2) Em 25-10-2022, a CAJJ - Delegação de ... da Ordem dos Advogados enviou para este Tribunal um e-mail com o ofício 1048/20..., do qual consta essencialmente o seguinte: “Com referência ao processo supra identificado na sequência do pedido de substituição, apresentado pelo beneficiário, informa-se V. Exa. que por despacho exarado, de 20 de Outubro de 2022, do Exmo. Sr. Dr. «BB», Vogal do Conselho Regional ... da Ordem dos Advogados, o mesmo foi diferido com nova nomeação” [cf. fls. ...35 do SITAF].

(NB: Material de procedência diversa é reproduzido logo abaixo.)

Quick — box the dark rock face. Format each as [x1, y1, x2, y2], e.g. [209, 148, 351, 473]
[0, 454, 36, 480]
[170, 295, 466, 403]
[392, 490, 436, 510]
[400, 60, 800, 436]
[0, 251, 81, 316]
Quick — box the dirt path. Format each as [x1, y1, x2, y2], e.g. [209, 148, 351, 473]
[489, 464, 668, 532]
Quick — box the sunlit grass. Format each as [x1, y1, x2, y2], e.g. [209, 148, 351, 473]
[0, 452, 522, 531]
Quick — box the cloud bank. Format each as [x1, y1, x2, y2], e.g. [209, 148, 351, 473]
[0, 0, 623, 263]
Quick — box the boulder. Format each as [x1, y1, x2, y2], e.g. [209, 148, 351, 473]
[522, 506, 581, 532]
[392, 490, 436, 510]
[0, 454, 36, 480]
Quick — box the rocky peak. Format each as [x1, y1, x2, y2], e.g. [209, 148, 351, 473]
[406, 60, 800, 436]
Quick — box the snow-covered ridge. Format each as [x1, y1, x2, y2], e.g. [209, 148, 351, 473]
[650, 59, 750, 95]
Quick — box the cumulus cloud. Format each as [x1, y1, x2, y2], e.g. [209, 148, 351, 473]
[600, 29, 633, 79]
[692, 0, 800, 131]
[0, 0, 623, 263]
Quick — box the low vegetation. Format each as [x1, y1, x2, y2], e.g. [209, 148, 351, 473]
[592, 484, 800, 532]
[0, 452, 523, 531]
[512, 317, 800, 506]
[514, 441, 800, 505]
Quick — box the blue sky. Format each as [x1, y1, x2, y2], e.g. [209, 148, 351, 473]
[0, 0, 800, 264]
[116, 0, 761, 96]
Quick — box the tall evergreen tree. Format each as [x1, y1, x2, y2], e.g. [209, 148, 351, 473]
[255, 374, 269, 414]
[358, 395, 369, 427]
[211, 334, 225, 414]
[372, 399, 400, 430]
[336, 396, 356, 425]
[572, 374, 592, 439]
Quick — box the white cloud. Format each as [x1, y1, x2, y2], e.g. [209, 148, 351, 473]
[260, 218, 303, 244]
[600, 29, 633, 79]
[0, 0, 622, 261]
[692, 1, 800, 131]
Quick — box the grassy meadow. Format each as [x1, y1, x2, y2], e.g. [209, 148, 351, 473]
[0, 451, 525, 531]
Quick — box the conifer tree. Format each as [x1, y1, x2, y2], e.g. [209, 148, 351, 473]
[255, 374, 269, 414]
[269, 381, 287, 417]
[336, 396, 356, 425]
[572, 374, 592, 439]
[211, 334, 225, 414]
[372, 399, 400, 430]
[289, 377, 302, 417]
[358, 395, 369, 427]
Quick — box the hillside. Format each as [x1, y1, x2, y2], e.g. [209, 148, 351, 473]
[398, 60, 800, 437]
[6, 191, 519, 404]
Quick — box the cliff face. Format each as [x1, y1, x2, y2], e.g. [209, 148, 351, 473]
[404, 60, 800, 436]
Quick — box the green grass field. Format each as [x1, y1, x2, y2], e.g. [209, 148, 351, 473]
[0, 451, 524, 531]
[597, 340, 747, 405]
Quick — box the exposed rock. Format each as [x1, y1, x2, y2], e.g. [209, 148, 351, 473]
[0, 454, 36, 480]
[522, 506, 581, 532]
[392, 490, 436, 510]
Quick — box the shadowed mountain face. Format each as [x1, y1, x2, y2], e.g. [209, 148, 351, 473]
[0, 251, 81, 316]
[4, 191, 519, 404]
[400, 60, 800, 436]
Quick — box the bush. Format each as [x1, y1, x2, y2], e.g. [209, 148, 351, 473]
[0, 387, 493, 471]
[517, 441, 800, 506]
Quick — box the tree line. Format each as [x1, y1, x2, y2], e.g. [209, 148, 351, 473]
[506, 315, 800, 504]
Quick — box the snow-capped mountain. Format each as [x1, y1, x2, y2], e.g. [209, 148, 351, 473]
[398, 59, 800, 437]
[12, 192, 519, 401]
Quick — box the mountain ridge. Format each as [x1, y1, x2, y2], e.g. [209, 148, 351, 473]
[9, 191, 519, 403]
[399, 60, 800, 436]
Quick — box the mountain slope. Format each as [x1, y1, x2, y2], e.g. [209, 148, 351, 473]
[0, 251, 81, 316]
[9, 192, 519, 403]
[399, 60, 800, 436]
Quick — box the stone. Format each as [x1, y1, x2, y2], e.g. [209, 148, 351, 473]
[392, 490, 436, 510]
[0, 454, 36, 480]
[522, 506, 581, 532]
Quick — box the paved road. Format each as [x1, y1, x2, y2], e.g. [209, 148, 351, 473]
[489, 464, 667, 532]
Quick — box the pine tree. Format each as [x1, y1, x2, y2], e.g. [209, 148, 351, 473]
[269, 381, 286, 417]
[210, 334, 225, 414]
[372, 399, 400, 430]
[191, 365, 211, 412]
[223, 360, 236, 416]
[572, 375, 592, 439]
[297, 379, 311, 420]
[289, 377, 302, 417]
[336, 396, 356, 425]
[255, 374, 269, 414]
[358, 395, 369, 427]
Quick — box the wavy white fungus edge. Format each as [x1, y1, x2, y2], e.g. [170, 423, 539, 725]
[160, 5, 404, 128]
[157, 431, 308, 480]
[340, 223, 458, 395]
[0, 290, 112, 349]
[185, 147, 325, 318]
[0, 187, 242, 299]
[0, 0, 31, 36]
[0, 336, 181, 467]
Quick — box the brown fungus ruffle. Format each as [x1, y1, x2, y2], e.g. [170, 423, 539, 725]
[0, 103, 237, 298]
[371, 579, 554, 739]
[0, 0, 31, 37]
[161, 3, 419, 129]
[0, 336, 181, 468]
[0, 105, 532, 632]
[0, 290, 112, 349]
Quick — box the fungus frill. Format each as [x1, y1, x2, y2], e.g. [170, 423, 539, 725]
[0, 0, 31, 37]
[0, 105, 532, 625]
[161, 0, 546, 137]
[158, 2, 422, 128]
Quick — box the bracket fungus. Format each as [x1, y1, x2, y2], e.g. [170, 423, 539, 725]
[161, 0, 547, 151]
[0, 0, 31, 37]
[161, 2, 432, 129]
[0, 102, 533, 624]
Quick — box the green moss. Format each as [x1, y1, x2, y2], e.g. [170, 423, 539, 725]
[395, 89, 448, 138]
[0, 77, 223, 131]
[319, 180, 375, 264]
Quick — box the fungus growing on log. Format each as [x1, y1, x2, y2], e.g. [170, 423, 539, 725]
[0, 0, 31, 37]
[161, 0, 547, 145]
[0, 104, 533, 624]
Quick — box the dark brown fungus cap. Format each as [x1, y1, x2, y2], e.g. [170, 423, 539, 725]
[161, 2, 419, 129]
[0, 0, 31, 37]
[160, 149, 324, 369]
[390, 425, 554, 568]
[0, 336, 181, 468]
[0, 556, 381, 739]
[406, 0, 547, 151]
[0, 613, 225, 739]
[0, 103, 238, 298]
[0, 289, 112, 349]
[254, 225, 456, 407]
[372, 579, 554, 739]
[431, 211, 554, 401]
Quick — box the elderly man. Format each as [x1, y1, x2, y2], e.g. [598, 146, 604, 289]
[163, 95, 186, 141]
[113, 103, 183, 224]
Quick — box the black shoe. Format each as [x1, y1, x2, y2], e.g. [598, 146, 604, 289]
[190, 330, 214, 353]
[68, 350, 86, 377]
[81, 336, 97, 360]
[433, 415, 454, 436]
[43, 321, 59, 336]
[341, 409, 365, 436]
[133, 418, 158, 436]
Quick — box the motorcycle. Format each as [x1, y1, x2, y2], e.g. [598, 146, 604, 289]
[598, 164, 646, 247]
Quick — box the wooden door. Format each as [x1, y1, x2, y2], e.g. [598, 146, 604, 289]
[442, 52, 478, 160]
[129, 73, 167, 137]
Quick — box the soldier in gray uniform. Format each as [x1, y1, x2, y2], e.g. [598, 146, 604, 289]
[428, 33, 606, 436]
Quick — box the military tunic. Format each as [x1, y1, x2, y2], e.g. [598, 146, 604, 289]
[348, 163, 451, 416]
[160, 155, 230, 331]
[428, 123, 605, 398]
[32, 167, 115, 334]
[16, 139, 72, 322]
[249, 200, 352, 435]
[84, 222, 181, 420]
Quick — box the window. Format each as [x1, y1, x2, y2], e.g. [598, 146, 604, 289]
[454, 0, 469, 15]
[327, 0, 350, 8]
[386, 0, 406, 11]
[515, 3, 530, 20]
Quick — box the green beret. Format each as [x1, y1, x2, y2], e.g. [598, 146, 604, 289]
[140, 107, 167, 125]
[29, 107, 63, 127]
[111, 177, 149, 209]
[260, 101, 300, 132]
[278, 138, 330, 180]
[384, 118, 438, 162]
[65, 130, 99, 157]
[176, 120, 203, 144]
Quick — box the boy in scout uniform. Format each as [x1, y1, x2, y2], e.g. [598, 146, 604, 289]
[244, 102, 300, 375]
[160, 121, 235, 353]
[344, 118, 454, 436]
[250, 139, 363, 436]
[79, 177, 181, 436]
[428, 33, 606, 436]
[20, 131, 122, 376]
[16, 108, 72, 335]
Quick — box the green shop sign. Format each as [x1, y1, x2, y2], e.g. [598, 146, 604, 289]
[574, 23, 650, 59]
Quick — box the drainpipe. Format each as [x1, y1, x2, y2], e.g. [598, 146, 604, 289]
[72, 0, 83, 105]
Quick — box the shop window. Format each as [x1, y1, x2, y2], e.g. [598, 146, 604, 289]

3) Em 25-10-2022, a Ordem dos Advogados enviou para este Tribunal um e-mail com o ofício ...02, do qual consta essencialmente o seguinte:
..., 25 de Outubro de 2022
Assunto: Apoio Judiciário
- N/Ref-: N.P. nº ...22
- V/Ref-: Proc. nº 289/20.9BEMDL -
- Refª S.S.: Centro Distrital ... - Proc. nº ...16 –
- Requerente: «AA»

Exmo(a) Senhor(a),
Na sequência do deferimento do pedido de Apoio Judiciário referente ao Processo da Segurança Social supra-referido, comunicamos a V. Exª que foi nomeado(a) para o patrocínio o(a) Senhor(a) Advogado(a):
Dr(a) «CC»
C.P. nº ...
..., ... - Sl 1
... ...
Contacto:
em substituição do(a) Senhor(a) Advogado(a):
Dr(a) «DD»
Informa-se que, nos termos e para os efeitos do disposto na alínea a) do nº 5 do artigo 24º e artigos 30º e 31º da Lei nº 34/2004, de 29 de Julho, o(a) patrono nomeado(a) foi notificado(a), na presente data, da nomeação efectuada” [cf. fls. ...72].
O beneficiário do apoio judiciário pode, em qualquer processo, requerer à Ordem dos Advogados a substituição do patrono nomeado, fundamentando o seu pedido. Se a substituição de patrono tiver sido requerida na pendência de um processo, a Ordem dos Advogados deve comunicar ao tribunal a nomeação do novo patrono (cf. artigo 32º, nºs 1 e 3, da Lei nº 34/2004, de 29 de Julho – doravante designada por “LADT”).
Quando o pedido de apoio judiciário é apresentado na pendência de acção judicial e o requerente pretende a nomeação de patrono, o prazo que estiver em curso interrompe-se com a junção aos autos do documento comprovativo da apresentação do requerimento com que é promovido o procedimento administrativo (cf. artigo 24º, nº 4, da LADT). Tal prazo, quando efectivamente interrompido, inicia-se, conforme os casos: a) a partir da notificação ao patrono nomeado da sua designação; b) a partir da notificação ao requerente da decisão de indeferimento do pedido de nomeação de patrono [cf. artigo 24º, nº 5, da LADT – sem prejuízo do Acórdão do Tribunal Constitucional, nº 515/2020, de 13 de Outubro, que declarou, com força obrigatória geral, a inconstitucionalidade da norma da alínea a) do nº 5 do artigo 24º da LADT, com o sentido de que o prazo interrompido por aplicação do nº 4 do mesmo artigo se inicia com a notificação ao patrono nomeado da sua designação, quando o requerente do apoio judiciário desconheça essa nomeação, por dela ainda não ter sido notificado].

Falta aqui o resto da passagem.